I toss and turn in bed and my mind spins in a thousand different directions. I mentally check off a lengthy list of everything that I would have done differently:
- I would have focused on my specific contributions, citing specific stats, and how I was able to help my team achieve our ambitious goals.
- When the interviewer made a lame joke about my alma mater and its football record, I would have laughed more and joked with him.
- I would have smiled more. I might have even worn my blue suit, instead of my black one.
You ask when the interview took place? Yesterday? Last week? Oh, my goodness, no. The interview took place more than twenty-five years ago. I was working as a newspaper reporter in Northern Virginia and was interviewing for a bigger one in Pennsylvania. The years have ticked off, but I still find myself occasionally playing the interview out in my head.
Never letting go
The job seemed to have my name on it. My wife and I were trying to relocate and it checked off a number of boxes. The manager seemed to really like me. Our paths had crossed a few times prior to the interview and he was always excited to touch base with me. He interviewed me twice on the phone and then brought me on location. When we met face-to-face, I met with him and then with his team and he even took me out to lunch. When we parted, I left with an impression that he wanted to check up on a few references, but a job offer would be coming any day. As they say, the “job was in the bag.”
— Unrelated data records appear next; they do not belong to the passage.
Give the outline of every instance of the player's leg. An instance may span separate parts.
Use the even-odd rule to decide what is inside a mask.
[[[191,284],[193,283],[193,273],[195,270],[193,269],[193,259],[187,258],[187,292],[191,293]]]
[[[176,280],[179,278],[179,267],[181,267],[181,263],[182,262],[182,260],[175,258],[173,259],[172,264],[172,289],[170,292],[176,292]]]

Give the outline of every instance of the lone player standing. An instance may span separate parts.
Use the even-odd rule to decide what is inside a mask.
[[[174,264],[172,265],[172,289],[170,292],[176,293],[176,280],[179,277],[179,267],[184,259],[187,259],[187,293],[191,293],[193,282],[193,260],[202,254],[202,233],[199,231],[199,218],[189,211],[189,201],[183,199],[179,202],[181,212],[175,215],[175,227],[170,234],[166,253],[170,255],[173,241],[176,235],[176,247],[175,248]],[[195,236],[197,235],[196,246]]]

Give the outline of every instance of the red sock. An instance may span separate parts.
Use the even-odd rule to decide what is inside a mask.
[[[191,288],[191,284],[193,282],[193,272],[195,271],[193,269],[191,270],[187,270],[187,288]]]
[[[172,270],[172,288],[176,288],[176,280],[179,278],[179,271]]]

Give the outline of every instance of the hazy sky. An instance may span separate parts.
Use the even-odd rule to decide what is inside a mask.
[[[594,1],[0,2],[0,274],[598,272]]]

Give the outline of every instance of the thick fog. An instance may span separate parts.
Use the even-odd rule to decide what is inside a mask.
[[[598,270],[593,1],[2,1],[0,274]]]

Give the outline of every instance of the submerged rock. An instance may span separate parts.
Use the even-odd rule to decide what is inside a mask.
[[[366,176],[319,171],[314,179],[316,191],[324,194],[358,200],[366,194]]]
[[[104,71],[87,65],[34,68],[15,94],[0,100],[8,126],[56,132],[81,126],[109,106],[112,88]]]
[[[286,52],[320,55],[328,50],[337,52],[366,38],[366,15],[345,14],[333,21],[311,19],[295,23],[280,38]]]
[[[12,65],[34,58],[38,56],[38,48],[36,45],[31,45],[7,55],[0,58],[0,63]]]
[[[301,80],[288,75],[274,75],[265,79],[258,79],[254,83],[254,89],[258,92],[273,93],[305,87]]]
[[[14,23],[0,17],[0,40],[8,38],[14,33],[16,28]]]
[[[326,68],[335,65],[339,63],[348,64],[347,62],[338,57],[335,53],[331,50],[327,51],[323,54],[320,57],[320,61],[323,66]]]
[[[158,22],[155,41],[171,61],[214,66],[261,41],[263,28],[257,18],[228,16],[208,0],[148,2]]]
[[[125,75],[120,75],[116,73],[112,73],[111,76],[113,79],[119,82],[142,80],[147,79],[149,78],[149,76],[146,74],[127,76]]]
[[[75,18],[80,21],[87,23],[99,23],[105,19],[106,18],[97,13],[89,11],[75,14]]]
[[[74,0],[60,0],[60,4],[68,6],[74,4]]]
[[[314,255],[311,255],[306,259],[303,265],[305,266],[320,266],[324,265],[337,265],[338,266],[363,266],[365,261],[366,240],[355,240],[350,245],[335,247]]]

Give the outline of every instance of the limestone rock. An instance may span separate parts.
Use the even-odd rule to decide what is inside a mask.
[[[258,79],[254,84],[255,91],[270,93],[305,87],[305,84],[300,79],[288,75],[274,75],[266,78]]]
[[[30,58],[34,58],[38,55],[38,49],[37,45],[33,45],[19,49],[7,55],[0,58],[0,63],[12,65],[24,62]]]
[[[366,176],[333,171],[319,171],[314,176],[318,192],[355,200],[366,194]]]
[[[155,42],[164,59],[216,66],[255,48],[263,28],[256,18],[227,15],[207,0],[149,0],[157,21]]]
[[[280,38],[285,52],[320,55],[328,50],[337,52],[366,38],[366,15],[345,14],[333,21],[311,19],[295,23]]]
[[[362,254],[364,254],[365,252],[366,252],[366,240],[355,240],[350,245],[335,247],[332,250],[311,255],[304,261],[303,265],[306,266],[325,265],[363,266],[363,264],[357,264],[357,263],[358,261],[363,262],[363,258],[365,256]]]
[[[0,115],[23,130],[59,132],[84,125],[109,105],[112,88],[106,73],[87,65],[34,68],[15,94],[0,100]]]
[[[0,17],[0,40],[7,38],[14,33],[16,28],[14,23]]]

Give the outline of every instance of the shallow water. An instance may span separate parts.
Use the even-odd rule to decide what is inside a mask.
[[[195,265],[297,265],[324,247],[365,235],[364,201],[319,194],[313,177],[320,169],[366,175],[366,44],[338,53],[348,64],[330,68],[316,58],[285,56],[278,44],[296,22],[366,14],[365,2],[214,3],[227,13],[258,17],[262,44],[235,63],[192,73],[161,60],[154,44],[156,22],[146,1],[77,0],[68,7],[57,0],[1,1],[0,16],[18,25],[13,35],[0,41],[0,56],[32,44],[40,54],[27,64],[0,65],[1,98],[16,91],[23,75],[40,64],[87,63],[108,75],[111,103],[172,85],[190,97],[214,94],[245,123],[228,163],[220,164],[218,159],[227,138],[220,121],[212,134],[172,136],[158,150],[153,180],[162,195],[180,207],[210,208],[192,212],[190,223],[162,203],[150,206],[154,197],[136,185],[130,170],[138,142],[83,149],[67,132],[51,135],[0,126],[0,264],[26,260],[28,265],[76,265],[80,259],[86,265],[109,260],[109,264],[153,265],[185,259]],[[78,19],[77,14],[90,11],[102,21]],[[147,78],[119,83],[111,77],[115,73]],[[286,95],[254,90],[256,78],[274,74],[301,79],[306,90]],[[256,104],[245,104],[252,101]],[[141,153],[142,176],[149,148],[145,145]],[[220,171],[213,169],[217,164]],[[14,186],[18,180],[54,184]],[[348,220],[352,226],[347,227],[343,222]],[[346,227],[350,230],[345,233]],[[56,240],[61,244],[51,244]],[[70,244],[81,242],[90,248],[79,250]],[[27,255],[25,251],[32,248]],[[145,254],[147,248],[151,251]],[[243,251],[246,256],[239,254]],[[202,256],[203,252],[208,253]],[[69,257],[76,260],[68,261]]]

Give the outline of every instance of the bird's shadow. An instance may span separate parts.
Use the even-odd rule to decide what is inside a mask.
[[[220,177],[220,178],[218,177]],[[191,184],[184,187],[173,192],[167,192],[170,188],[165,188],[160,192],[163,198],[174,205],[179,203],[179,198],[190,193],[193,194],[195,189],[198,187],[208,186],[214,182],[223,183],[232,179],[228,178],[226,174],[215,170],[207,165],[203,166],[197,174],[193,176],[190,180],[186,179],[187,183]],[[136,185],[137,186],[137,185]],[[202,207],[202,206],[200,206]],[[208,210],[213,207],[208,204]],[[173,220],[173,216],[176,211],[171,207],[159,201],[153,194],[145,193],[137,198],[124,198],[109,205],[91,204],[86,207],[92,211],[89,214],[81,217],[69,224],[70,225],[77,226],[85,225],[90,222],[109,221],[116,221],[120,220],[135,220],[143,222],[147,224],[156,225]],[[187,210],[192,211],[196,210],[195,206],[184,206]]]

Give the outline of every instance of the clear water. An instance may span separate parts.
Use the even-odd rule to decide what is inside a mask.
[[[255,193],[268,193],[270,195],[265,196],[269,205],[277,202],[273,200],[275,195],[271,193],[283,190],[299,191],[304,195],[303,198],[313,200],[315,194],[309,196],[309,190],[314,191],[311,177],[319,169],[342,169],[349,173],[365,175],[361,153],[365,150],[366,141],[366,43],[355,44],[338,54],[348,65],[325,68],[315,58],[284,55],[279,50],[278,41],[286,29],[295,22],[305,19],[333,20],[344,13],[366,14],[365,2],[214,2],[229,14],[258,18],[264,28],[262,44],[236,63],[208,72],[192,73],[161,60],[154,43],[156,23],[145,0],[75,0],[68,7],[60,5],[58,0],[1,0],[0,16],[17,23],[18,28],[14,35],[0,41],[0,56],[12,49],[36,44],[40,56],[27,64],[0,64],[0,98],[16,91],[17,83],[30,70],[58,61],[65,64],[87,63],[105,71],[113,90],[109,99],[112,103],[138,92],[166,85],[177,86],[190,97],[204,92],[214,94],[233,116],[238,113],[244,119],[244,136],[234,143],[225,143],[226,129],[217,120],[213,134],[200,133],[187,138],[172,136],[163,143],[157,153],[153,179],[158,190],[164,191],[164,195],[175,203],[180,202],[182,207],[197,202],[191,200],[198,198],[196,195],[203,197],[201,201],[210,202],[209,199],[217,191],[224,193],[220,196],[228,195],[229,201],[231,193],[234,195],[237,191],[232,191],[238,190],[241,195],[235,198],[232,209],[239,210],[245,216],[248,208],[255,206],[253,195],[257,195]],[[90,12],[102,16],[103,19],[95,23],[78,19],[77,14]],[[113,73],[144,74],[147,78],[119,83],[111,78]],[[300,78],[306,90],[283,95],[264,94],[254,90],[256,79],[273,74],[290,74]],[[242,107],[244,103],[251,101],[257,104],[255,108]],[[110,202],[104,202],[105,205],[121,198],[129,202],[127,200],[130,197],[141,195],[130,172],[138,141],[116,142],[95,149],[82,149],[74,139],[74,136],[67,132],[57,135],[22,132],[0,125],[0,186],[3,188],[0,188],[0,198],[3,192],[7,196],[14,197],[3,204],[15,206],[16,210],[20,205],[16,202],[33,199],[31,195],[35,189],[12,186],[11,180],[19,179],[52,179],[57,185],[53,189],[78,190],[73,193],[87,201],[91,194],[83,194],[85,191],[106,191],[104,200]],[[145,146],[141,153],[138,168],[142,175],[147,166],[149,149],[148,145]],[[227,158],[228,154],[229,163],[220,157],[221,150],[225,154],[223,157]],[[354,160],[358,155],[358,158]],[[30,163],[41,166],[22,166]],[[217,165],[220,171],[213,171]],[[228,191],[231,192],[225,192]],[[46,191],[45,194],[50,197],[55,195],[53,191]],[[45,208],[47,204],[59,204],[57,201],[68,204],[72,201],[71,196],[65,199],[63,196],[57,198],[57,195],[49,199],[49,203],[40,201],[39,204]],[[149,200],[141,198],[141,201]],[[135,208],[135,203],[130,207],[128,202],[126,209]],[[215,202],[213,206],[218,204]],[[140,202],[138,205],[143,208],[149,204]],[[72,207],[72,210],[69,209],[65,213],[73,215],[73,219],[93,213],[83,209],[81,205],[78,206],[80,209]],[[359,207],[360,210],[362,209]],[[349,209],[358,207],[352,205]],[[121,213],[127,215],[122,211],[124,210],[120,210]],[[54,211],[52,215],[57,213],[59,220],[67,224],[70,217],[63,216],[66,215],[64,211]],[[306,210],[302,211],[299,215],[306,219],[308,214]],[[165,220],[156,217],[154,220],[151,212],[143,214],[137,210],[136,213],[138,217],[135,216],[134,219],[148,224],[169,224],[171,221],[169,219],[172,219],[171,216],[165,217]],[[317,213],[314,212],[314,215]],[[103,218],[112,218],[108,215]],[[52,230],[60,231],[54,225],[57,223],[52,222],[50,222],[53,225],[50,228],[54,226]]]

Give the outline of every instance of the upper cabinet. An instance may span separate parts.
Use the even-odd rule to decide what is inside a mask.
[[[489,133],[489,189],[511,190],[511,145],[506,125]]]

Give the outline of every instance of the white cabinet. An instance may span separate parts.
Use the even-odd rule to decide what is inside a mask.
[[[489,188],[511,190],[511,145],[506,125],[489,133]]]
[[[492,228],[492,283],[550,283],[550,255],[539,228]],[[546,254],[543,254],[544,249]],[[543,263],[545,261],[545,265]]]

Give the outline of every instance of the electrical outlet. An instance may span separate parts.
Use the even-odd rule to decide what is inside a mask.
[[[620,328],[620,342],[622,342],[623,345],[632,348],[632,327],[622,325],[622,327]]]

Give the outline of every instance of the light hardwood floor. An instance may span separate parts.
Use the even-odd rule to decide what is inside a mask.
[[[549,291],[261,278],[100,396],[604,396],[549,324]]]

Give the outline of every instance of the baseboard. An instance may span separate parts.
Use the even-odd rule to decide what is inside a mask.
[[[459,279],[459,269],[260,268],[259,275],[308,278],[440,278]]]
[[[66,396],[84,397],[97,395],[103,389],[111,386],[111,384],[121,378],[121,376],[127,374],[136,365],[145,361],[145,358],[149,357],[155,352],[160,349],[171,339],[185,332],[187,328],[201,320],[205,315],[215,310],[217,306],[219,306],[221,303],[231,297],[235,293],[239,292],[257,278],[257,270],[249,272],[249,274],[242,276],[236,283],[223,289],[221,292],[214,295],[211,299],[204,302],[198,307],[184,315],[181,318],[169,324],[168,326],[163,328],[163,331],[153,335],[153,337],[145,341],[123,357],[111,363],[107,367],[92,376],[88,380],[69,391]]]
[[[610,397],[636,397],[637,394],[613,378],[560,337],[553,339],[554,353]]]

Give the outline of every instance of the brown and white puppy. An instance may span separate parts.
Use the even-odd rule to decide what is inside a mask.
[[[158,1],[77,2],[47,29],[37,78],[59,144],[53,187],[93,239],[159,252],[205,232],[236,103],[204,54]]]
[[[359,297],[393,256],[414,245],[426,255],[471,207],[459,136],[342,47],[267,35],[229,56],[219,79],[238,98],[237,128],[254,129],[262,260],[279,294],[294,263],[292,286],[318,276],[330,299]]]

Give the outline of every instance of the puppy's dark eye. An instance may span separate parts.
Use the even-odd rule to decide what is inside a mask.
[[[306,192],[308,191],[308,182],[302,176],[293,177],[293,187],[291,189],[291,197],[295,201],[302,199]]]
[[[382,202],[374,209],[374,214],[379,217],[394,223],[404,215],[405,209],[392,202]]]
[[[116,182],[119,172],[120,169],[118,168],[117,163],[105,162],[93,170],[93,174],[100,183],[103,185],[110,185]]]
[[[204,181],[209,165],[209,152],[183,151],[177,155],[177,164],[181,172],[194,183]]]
But oh, was I mistaken! I read the situation wrong or something happened behind the scenes, because the happy call never came.
First one day passed, then another, then another. The editor was usually well spoken, but when he finally called me, he seemed at a loss for words. He seemed out-of-breath. He said that he had decided to go in a different direction. His words were devastating, not because of the content, but because of what he didn’t say.
He never really explained why he didn’t choose me. I specifically asked where I could improve? What I could work on for future consideration? He said nothing. What had I done wrong? Where was I lacking? He again said nothing.
The rejection all these years later still irritates me, still drives me crazy. We all get rejected, but some of us hold it better. Put me in the camp that fails to take rejection well.
Feeling the sting
Oh, I talk a good game, when it comes to rejection. I tell myself that I’m better off, that I’m fine, that it’s the other person’s loss, but, I still have moments when the sting comes back to me all over again.
The girl in high school I didn’t have the courage to ask to go out with me. The acquaintances in college who rejected me for not coming from the right side of the street. The companies who rejected me because I didn’t have the right pedigree. The manager who rejected me for a higher role, because he couldn’t find another person to fill my old role.
Pick yourself up
When I face rejection now, I tell myself to be strong, to keep my eye on my goal. I remind myself too that life is what you make of it. Finally, I put myself out there and see where the chips fall – that’s all you can do.
I’ve been lucky too. I got good news this week about a new job with an awesome manager. It was challenging going through the ups and downs of the interview process, but I put myself out there and was rewarded.
The message in the end: Sometimes rejection never comes!